Rachel Baum

A love note to frigid lake water

Published 9 months ago • 4 min read

My family spent last week at a lake house in Wisconsin with my sister & her wife. The weather was beautiful, but not hot. The water was ice cold, but there was no way we were going to miss out on swimming. So we waded in, gasping at the cold, complaining the entire way.

We had a running joke, saying, It’s REFRESHING! It’s INVIGORATING! to ourselves and each other, to encourage us to go further in.

And you know, cold water can be refreshing and invigorating – and also, sometimes it’s just bitterly uncomfortable.

And it got me thinking: When is it positive thinking, and when is it lying to ourselves?

They can look quite similar.

Sometimes we’re making the best of a situation and sometimes we’re trying to bully ourselves out of our feelings, to convince ourselves we're not miserable when we really are. The difference isn’t always clear:

  • Staying married even though it’s been years since you felt anything for your spouse because you want your kids to grow up with two parents at home
  • Keeping a job you hate because your family needs the benefits and salary
  • Continuing to go to family events even though someone always says something about your [appearance/partner/finances/kids] because you want a close family

Are we lying to ourselves when we put up with these things, or making the best of things?

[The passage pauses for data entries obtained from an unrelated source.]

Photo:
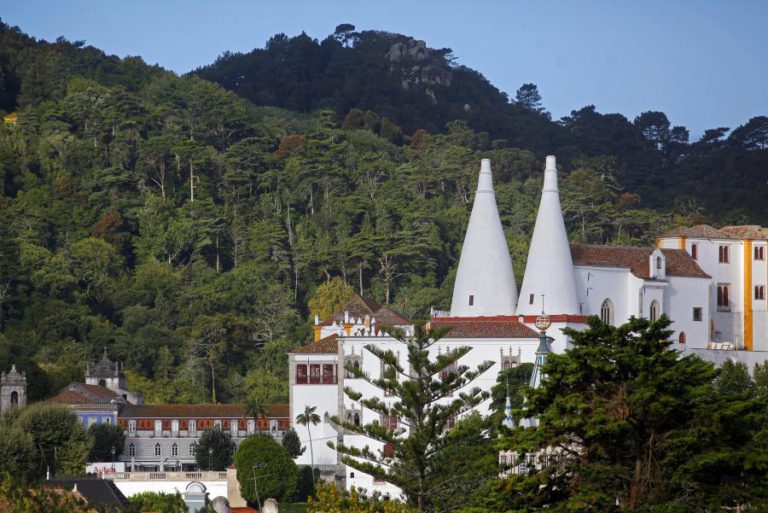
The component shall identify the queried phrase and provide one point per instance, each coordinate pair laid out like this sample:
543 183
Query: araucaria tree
428 396
629 424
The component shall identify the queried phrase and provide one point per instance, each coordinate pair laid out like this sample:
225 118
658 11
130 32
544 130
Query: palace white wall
324 398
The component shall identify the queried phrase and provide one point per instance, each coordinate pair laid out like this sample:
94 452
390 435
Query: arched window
606 312
655 311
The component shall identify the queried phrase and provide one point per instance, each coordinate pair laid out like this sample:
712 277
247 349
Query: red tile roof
325 345
359 307
747 231
700 231
483 327
234 410
678 262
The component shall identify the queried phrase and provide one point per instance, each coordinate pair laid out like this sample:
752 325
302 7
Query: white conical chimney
485 283
549 269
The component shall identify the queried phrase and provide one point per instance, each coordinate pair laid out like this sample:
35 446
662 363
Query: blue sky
701 62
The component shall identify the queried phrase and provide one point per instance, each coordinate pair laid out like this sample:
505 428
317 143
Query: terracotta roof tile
325 345
747 231
234 410
701 231
359 307
679 263
484 327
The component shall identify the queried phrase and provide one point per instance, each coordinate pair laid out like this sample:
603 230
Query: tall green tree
260 457
428 401
214 450
630 424
309 418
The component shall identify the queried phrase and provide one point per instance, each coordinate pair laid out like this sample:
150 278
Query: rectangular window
723 296
388 372
722 255
314 373
328 374
301 373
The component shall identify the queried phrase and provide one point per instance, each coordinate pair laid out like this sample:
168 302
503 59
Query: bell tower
13 390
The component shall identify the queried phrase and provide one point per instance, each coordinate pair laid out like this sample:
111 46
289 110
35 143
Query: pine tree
430 395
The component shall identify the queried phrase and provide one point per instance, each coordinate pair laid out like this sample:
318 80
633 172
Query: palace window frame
723 254
606 311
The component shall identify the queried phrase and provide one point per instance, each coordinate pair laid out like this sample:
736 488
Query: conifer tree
430 394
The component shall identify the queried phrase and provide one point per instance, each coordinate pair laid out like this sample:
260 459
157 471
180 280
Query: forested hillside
185 228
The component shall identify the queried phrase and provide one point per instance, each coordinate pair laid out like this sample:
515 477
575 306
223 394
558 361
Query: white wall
325 399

At the lake, we knew from experience that once you’re up to your shoulders, it gets better. The uncomfortable feelings turn into enjoyment. And in the end, after getting through the initial shock, we had a great time swimming.

The negative feelings got us closer to what we wanted.

This is how you decide if your positive thinking is serving you. Ask yourself, Does this get me closer to what I want?

The point isn’t to feel good all the time OR to convince ourselves that feeling bad is actually “refreshing.”

The point is to use our uncomfortable feelings to get closer to the things we want.

At the lake, the positive thinking (“Refreshing! Invigorating!”) worked for us, rather than against us. We weren’t lying to ourselves; we were using our brains to get us closer to the fun we wanted.

Choose discomfort that brings you closer to what you want. Consider:

  • Feeling unhappy in your marriage VS the vulnerability of telling your spouse what you need and want, or the vulnerability of living alone
  • Feeling dread every Monday morning when it’s time for work VS the discomfort of talking to your boss or looking for a new position
  • Feeling miserable because of family tension VS the discomfort of setting boundaries, which might mean leaving early, or not attending
  • Feeling bored with life VS feeling awkward and unskilled when you try something brand new

You get the idea.

So the next time you wonder, “Is this positive thinking, or am I lying to myself?” ask, Do my uncomfortable feelings bring me closer to the life I want? If they don't, see if you can choose a version of discomfort that does bring you closer. It might be a difficult conversation, a brave action, or a willingness to fail.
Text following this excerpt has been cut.